La guerre en Ukraine n’est pas seulement une guerre de position, mais aussi de mots et de références historiques. Comment qualifier l’intervention russe côté occidental ? En Occident, les réponses sont variées et soulignent les divisions. A Berlin, Washington et Paris, on se garde bien d’employer le mot d’« invasion ». Le président américain Barack Obama évoque une « incursion russe ».

Devant les ambassadeurs français, François Hollande a été également prudent : « S’il était avéré que des soldats russes sont présents sur le sol ukrainien, ce serait bien sûr intolérable et inadmissible. » « Les Français s’en tiennent au conditionnel et ils s’y tiendront le plus longtemps possible en raison de l’affaire des porte-hélicoptères Mistral » (deux navires que les Français doivent livrer aux Russes), estime François Heisbourg, de la Fondation pour la recherche stratégique.

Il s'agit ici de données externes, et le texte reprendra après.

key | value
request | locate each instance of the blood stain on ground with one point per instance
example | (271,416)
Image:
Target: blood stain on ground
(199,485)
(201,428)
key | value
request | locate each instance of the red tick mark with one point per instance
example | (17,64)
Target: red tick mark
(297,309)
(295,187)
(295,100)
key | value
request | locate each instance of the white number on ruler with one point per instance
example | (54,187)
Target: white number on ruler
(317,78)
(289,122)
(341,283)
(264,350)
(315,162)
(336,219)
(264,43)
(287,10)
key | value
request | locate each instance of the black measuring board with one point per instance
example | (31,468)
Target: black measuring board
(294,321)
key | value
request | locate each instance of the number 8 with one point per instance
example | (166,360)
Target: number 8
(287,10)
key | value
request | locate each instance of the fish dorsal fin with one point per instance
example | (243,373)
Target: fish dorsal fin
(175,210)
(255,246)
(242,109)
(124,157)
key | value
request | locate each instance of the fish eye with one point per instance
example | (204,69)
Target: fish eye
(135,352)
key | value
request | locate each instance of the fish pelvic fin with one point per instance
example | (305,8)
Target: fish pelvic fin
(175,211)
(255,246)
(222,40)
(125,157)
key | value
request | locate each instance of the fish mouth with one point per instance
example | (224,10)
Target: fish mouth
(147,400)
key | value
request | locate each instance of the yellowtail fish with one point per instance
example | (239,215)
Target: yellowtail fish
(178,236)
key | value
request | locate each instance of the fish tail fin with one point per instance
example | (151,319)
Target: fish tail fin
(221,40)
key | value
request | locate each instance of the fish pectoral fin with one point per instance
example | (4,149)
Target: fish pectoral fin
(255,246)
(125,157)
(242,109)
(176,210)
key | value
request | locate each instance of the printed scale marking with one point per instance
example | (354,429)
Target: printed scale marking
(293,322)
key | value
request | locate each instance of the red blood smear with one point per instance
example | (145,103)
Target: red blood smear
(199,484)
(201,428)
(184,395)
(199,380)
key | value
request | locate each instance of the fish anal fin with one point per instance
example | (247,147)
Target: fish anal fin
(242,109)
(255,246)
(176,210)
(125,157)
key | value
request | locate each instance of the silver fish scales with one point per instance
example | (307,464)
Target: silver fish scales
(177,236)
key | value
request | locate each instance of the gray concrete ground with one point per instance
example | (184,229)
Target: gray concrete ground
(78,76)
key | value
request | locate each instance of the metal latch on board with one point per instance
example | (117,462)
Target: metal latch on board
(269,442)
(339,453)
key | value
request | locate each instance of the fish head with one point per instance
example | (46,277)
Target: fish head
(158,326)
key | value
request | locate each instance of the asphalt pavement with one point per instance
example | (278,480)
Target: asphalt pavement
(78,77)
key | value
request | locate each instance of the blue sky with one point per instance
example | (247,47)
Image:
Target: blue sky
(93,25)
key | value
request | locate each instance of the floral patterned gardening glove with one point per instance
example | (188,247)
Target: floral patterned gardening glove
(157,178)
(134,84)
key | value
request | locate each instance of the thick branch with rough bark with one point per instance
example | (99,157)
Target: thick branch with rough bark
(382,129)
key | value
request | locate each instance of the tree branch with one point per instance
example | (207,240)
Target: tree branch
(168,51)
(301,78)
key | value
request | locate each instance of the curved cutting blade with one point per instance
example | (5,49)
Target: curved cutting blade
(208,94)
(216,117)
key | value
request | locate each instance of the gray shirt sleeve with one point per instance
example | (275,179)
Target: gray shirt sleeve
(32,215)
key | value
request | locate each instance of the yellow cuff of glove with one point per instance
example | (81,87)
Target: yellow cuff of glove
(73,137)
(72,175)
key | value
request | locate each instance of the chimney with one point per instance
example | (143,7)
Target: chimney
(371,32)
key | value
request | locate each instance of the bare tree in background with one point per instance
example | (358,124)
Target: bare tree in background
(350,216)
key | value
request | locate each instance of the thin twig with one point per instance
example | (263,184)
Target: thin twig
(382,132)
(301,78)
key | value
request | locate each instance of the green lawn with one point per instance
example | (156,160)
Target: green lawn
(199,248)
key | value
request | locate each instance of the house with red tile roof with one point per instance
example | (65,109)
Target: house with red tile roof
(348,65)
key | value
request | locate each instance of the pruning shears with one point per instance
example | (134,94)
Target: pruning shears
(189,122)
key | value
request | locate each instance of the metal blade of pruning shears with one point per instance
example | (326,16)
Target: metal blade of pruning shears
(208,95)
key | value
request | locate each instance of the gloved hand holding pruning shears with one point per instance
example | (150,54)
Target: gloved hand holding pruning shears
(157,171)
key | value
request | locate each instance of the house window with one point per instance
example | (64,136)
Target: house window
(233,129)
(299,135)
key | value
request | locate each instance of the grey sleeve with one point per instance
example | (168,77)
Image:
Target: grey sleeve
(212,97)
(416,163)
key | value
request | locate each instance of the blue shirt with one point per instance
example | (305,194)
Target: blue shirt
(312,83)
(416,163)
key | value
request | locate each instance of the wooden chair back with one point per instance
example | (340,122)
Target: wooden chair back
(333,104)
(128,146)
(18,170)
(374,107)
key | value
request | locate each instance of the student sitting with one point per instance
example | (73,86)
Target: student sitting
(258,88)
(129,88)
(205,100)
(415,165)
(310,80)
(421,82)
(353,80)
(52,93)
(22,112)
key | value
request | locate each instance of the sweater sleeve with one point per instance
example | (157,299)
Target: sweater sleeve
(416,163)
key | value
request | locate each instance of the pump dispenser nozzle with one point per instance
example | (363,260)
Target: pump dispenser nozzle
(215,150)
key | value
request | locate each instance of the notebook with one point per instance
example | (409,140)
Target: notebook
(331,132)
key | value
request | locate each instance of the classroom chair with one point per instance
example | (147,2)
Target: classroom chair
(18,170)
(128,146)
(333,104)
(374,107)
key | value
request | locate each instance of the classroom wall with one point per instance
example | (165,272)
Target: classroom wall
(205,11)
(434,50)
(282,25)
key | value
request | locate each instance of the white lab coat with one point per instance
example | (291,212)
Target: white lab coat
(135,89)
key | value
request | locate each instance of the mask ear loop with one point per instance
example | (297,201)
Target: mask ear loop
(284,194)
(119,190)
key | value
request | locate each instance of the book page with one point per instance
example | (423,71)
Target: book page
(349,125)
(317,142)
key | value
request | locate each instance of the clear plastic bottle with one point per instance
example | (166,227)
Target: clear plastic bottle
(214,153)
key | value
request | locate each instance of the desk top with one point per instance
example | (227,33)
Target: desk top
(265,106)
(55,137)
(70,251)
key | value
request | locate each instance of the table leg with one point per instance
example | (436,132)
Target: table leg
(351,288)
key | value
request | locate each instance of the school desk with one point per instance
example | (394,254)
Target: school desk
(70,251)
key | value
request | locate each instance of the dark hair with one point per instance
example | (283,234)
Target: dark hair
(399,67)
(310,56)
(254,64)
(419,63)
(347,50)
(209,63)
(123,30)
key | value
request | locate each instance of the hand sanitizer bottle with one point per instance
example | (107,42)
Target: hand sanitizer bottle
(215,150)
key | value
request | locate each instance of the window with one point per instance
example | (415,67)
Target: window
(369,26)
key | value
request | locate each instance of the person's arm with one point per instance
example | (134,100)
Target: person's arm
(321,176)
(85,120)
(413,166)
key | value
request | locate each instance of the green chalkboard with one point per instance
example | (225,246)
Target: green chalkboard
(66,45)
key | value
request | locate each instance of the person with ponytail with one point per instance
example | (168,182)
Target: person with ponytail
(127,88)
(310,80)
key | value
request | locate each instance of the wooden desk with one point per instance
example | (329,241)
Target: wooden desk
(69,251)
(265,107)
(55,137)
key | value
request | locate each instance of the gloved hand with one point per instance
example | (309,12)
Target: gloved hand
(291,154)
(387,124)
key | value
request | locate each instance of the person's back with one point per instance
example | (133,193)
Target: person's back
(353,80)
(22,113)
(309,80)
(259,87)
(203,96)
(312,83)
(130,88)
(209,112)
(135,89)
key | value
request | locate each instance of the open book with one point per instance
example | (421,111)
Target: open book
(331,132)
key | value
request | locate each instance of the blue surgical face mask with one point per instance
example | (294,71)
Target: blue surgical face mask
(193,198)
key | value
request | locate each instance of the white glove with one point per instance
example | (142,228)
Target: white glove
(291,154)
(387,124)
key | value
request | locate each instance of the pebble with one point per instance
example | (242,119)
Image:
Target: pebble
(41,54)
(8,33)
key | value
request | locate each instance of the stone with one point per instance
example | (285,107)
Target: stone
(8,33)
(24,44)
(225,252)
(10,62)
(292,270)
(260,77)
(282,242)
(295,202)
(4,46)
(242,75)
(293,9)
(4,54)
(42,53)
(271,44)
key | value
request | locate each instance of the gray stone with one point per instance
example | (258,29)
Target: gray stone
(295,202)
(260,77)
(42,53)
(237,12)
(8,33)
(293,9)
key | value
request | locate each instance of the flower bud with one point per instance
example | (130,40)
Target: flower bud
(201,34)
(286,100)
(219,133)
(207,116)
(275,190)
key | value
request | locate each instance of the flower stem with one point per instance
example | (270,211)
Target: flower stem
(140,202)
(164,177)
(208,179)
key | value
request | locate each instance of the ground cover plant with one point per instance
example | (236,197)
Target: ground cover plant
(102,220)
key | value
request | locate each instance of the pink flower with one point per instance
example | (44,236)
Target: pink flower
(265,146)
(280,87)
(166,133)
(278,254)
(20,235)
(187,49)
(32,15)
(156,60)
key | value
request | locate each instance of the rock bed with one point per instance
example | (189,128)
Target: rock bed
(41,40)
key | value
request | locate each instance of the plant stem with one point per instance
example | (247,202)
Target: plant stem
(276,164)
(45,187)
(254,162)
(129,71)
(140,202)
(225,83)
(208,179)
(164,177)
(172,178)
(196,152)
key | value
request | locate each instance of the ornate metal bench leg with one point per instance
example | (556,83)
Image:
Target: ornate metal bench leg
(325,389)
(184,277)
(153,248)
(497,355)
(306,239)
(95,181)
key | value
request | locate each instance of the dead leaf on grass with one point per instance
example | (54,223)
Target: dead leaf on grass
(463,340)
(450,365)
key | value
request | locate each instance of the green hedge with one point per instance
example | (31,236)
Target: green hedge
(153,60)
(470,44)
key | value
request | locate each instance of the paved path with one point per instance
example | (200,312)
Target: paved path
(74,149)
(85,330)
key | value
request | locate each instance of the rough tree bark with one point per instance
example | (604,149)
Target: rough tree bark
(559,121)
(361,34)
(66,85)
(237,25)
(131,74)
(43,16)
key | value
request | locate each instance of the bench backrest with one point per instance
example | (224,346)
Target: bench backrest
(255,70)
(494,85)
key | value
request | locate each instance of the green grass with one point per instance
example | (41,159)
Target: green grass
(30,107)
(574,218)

Ces précautions de langage scandalisent ceux qui souhaiteraient des Occidentaux beaucoup moins timorés. Dans un texte publié sur le site de Time samedi 30 août, l’opposant russe et ancien champion du monde d’échecs Garry Kasparov a dénoncé un « vocabulaire de lâcheté en provenance de Berlin et de Washington aussi honteux que la propagande en blanc et noir du régime de Poutine, voire plus dangereux ».

« Alors que les troupes et colonnes armées russes avancent dans l’est de l’Ukraine, le gouvernement ukrainien réclame de l’aide du monde libre (…). Les dirigeants du monde libre, pendant ce temps, tentent de trouver la bonne terminologie pour se libérer de leur responsabilité morale d’accorder cette protection », écrit-il.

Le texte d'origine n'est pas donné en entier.